Is there a diagonalizable matrix $A \neq B$ such that $e^A = e^B$?

My initial thought was that if this is possible, then $$ e^A e^{-A} = e^B e^{-A} $$ so $$ I = e^B e^{-A}. $$ This means the statement is true if there exists a nonzero matrix $C$ such that $e^C = I$. But is this possible? My intuition tells me no, but how can it be proved?

Answer 1

If by diagonalizability, you mean diagonalizability over $\Bbb C$ of real (or complex) matrices, we have $$\exp \pmatrix{0 & -2 \pi k \\ 2 \pi k & 0} = I_2$$ for all integers $k$.

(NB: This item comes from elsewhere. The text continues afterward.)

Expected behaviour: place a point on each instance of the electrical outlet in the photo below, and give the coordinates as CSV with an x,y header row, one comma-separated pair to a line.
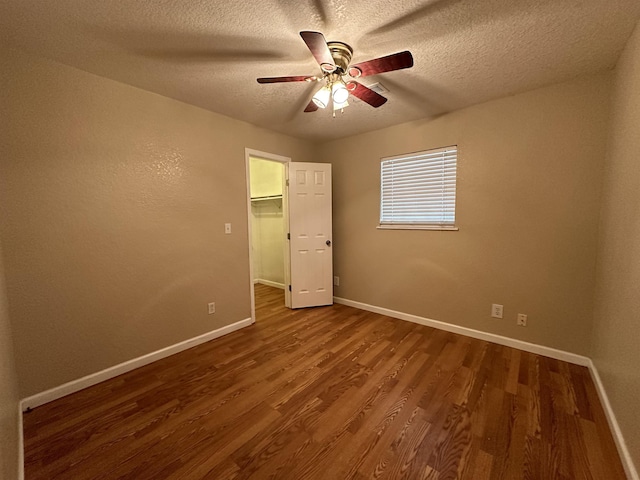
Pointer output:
x,y
496,310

On the other hand, if one insists on diagonalizability over $\Bbb R$ of real matrices, the answer is no, as for any real diagonal matrix $\Delta$ with diagonal entries $\lambda_a$, $\exp \Delta$ is diagonal, with diagonal entries $\exp \lambda_a$, so $\exp \Delta = I$ implies that $\Delta = 0$.

It follows from the transcendence of $\pi$ and the fact that $\ker(\exp: \Bbb C \to \Bbb C) = \{2 \pi i k : k \in \Bbb Z\}$ that there are no examples of rational matrices diagonalizable over $\Bbb C$ with the claimed property.

Answer 2

You can have the $1\times 1$ matrices $[0],[2\pi i]$.

Answer 3

You can have the $2 \times 2$ matrices $I=\left[ \begin{array}{cc} 1 & 0 \\ 0 & 1 \end{array} \right]$ and $J=\left[ \begin{array}{cc} 0 & 1 \\ -1 & 0 \end{array} \right]$, compare $aI+bJ$ and $aI+(b+2\pi k)J$ for any $k \in \mathbb{Z}$.